Travis Wetland Monthly Newsletter July 2022

Travis Wetland Trust

Work Day Reminder, July 16 2022

Travis Wetland Location Map
Travis Wetland Location Map (click on map for detailed view)

The next monthly work day will be from 9.00am – noon this coming Saturday.

Please make sure we have your attendance recorded and a contact phone number and please let us know if you subsequently come down with Covid and could have been infectious at the time of the work day. Presentation of a Covid vaccine pass is not required. Morning tea will be structured to minimise close contact.

On the work day we’ll probably be planting and weeding at the Inwoods Rd entrance. If you arrive late there will be a notice on the Education Centre door indicating where we have gone.

All tools provided. It may be wet underfoot, so gumboots are advised. If you don’t own any we do have some for loan. Please bring your own gloves if you can.

Latest News

Report on Last Work Day, 18 June

Travis June 2022 work day

The morning was cloudy but mild for our mid-winter workday and twelve of us turned up for a morning of planting.

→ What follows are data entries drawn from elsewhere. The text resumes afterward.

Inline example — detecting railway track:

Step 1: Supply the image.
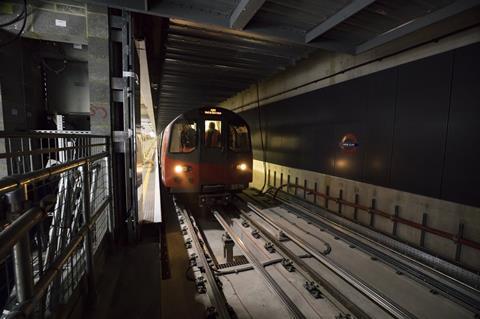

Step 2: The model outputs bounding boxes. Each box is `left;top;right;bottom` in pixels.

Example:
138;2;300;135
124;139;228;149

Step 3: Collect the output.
260;190;480;317
212;210;306;319
174;199;232;319
171;191;480;319
232;203;416;318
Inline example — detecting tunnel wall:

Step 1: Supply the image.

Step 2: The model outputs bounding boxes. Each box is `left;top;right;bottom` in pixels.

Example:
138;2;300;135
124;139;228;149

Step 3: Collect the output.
241;43;480;269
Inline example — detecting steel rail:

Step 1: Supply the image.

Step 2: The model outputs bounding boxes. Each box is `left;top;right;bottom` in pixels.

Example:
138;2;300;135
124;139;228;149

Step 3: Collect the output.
236;209;371;319
267;183;480;250
247;203;416;319
174;201;231;319
277;197;480;314
0;152;109;195
212;210;305;319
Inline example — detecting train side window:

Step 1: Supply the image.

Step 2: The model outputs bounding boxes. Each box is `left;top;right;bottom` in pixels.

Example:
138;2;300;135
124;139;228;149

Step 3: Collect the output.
170;121;197;153
228;124;250;152
205;120;222;147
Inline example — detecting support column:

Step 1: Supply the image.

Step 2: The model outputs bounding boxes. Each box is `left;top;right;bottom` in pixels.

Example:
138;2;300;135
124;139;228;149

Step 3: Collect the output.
87;4;112;135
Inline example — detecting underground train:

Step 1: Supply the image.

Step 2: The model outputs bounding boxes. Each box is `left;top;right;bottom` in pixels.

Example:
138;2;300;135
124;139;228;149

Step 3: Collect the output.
160;108;253;204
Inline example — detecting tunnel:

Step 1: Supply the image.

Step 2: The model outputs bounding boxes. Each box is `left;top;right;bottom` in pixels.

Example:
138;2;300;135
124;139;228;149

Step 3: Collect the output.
0;0;480;319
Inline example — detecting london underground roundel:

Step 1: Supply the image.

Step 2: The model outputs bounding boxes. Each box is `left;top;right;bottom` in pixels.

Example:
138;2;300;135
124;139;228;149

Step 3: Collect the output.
339;133;359;153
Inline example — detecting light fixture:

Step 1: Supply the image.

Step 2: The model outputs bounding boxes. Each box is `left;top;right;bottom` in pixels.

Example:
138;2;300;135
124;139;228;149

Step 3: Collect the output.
174;165;188;174
237;163;248;171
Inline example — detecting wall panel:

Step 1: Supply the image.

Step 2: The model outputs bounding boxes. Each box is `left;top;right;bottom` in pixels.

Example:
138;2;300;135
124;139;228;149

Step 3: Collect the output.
390;52;453;197
242;44;480;206
442;44;480;206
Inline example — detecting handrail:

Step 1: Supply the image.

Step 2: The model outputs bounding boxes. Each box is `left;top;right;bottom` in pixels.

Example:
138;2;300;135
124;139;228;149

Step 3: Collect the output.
0;131;109;138
268;183;480;250
7;197;110;318
0;207;46;260
0;152;109;196
0;143;108;159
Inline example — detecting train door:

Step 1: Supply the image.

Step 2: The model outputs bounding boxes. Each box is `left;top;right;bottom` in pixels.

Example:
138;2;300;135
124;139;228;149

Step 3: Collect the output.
200;116;227;192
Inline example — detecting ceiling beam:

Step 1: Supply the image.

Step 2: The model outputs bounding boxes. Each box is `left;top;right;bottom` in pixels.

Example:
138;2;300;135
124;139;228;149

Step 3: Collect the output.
305;0;375;43
355;0;480;54
230;0;265;30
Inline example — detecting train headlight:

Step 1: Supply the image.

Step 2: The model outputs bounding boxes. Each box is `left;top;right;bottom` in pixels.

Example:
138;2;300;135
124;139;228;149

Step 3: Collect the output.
173;165;188;174
237;163;248;171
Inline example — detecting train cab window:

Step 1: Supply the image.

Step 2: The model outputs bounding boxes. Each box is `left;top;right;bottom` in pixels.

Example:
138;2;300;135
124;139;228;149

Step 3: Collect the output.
228;124;250;152
170;121;197;153
205;120;222;147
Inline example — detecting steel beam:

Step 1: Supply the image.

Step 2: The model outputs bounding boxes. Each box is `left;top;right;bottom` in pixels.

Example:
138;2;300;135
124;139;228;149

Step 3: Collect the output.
305;0;375;43
230;0;265;29
355;0;480;54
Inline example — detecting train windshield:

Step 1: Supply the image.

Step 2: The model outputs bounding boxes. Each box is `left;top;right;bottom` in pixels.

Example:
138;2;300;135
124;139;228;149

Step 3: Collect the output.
228;124;250;152
205;120;222;147
170;120;197;153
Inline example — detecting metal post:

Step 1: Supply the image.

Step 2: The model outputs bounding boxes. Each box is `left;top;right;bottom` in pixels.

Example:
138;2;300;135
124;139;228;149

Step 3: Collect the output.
295;177;298;196
392;205;400;236
13;232;33;303
369;198;377;227
222;233;235;263
83;162;97;308
353;194;360;220
338;189;343;214
420;213;427;247
303;179;307;199
325;185;330;209
455;223;464;261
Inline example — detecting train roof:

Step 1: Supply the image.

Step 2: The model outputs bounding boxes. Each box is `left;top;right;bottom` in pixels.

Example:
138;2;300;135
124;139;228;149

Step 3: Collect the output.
166;107;247;127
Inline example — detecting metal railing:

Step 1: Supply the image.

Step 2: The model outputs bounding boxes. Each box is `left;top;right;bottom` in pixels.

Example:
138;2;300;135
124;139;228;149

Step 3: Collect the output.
0;131;113;318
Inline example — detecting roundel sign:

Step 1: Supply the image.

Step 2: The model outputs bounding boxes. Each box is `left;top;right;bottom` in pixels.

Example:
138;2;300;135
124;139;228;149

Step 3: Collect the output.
339;133;359;153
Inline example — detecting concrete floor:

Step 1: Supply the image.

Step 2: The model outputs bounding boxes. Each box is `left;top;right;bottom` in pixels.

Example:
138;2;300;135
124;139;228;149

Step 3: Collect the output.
92;195;207;319
88;224;162;319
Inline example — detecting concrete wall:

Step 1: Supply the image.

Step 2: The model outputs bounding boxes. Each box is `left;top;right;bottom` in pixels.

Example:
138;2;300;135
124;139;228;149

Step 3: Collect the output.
220;21;480;271
251;160;480;271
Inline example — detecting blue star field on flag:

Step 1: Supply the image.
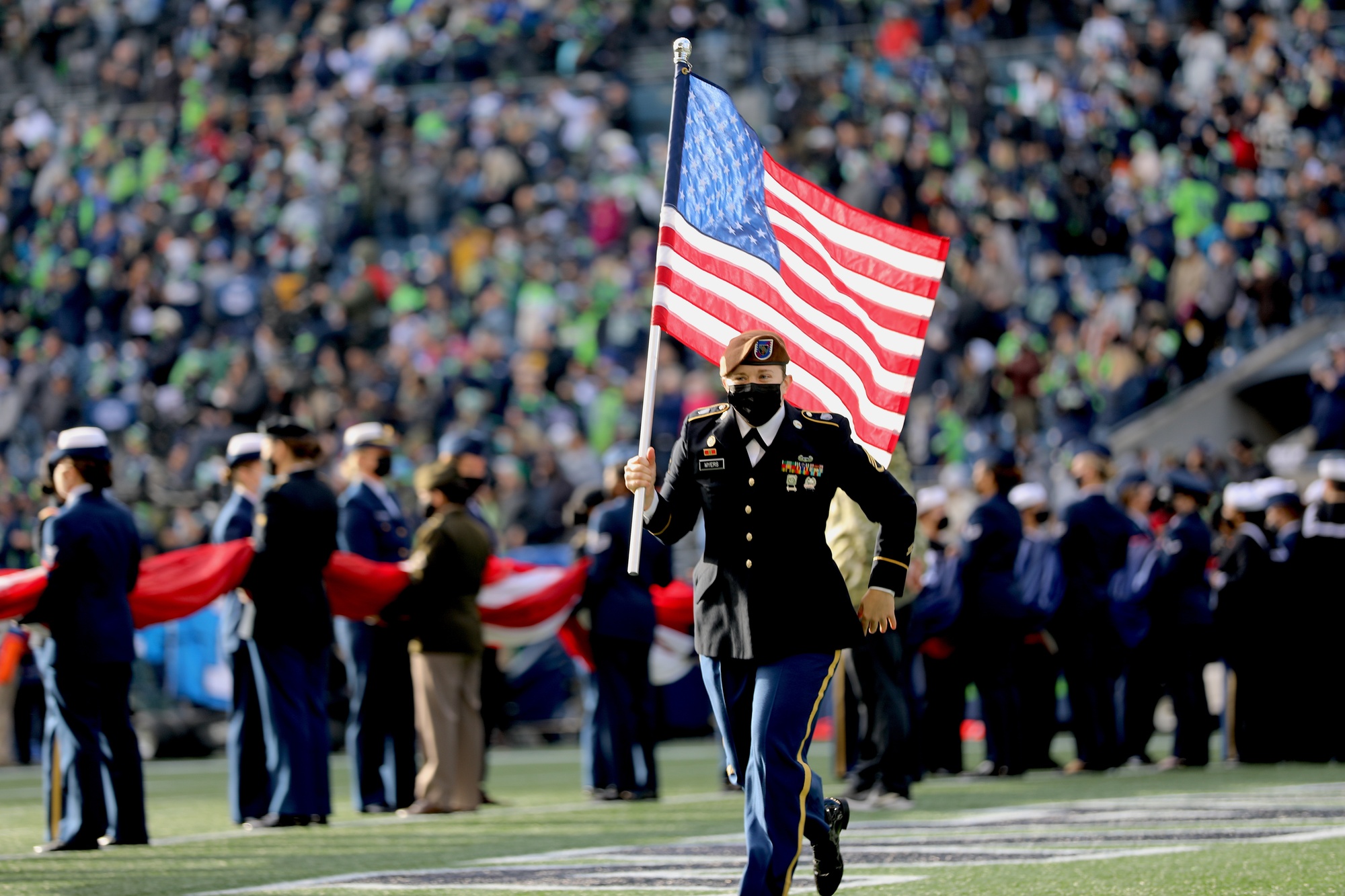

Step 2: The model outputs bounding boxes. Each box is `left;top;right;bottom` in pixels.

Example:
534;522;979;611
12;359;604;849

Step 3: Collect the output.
677;77;780;270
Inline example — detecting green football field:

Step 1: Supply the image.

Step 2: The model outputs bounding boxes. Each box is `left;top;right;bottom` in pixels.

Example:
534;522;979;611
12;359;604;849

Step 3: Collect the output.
0;739;1345;896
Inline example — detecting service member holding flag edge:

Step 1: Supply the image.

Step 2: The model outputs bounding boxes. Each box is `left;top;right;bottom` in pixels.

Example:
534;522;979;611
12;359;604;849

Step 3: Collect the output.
625;331;916;896
625;38;948;896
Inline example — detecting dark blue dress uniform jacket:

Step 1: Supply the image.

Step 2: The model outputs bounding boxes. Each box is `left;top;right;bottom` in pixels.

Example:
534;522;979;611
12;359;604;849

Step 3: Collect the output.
210;490;257;657
1149;514;1215;630
584;495;672;645
647;403;916;662
338;482;412;564
1060;494;1135;623
960;495;1022;622
243;470;338;655
24;491;140;663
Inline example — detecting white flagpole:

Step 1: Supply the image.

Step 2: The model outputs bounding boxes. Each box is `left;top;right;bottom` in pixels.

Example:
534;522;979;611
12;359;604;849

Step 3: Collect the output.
625;324;663;576
625;38;691;576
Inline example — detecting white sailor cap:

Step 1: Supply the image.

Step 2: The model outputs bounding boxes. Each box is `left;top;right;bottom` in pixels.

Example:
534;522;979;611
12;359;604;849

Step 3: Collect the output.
1303;479;1326;506
916;486;948;514
1317;455;1345;482
1252;477;1298;506
47;426;112;464
342;422;393;448
225;432;266;467
1224;482;1266;514
1009;482;1049;510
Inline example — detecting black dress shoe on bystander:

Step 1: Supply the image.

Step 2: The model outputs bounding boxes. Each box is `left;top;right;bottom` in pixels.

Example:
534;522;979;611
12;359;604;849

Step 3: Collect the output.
32;840;98;853
812;798;850;896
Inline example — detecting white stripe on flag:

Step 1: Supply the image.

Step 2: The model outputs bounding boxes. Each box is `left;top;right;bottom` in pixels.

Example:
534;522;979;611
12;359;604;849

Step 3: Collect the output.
765;169;943;280
658;210;913;433
654;280;905;466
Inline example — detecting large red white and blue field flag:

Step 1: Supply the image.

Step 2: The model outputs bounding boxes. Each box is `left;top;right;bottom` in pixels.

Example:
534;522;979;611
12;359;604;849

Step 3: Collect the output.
652;67;948;464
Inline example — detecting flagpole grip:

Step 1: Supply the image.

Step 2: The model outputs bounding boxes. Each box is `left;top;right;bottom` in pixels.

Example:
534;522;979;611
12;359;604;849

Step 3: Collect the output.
625;324;663;576
625;38;691;576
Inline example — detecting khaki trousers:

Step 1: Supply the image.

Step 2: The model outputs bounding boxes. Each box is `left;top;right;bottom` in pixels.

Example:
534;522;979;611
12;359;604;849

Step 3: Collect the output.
412;654;486;811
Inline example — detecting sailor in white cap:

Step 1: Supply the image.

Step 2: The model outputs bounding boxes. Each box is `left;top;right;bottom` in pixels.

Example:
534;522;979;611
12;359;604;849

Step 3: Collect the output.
898;486;967;774
210;432;270;825
1009;482;1060;768
23;426;149;852
1286;455;1345;762
1212;482;1284;763
332;422;416;813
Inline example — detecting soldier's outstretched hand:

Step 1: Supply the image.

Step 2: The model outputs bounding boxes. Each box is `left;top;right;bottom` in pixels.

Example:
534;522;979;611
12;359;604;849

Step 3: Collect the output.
625;448;654;510
859;588;897;635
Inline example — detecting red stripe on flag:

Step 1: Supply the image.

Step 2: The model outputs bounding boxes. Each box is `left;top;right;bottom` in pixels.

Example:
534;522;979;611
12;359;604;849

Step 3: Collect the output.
659;227;920;379
775;230;929;340
765;190;939;298
654;281;909;451
652;305;845;451
761;151;948;261
656;265;909;414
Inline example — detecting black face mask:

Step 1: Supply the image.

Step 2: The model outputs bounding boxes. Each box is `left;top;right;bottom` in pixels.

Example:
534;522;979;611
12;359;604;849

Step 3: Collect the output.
438;477;483;505
729;382;780;426
374;455;393;479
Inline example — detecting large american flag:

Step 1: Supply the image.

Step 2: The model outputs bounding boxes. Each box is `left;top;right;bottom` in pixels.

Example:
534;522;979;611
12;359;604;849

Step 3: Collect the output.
654;75;948;464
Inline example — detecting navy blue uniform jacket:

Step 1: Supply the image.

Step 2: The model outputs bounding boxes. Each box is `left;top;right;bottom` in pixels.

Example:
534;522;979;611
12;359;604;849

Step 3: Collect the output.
648;403;916;662
584;495;672;643
24;491;140;663
336;482;412;564
210;490;257;657
962;495;1022;619
243;470;338;655
1056;494;1135;624
1147;514;1215;630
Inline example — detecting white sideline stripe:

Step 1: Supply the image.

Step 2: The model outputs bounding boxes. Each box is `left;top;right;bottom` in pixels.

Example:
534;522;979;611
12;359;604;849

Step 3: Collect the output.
1254;826;1345;844
0;790;742;873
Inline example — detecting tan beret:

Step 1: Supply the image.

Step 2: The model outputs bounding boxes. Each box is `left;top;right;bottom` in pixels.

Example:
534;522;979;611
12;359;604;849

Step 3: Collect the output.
720;329;790;376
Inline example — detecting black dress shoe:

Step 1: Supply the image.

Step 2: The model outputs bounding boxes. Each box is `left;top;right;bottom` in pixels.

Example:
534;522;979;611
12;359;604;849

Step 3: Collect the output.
32;840;98;853
243;813;313;830
812;798;850;896
98;837;149;846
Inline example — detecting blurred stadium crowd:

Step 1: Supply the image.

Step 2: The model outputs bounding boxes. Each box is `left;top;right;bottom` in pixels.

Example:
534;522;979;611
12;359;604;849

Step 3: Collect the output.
0;0;1345;769
0;0;1345;565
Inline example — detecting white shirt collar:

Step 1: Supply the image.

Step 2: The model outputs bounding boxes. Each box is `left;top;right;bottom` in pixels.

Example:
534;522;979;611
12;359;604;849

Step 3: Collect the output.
359;474;387;501
359;474;402;518
66;482;93;505
733;401;784;445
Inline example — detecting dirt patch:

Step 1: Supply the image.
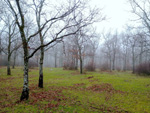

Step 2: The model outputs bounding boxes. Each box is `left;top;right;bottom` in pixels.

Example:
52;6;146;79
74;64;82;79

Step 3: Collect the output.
74;83;85;87
87;76;94;79
87;83;124;93
71;71;80;75
29;86;67;109
90;105;129;113
89;79;99;82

To start we headed to the newly created gravel and rock area close to the car park. This spot is for winter copper butterflies who like to sunbathe on small stones. It was warm work moving away the gravel before digging planting holes in the sandy soil. Each of us planted a Muehlenbeckia axillaris then leveled out the gravel. We look forward to seeing these plants grow and attract the butterflies.

Travis June 2022 work day

Next on the agenda was a brisk walk round to the Inwoods Road entrance for more planting. Existing plants were mostly doing well and we had a variety of dry-loving species to plant in any gaps. These included cassinia, euphorbia and porcupine plants. Some weeding and rubbish collection was undertaken where necessary. A passing family showed interest in our work and helped out with spreading some cassinia seeds. They enjoyed looking for invertebrate life too.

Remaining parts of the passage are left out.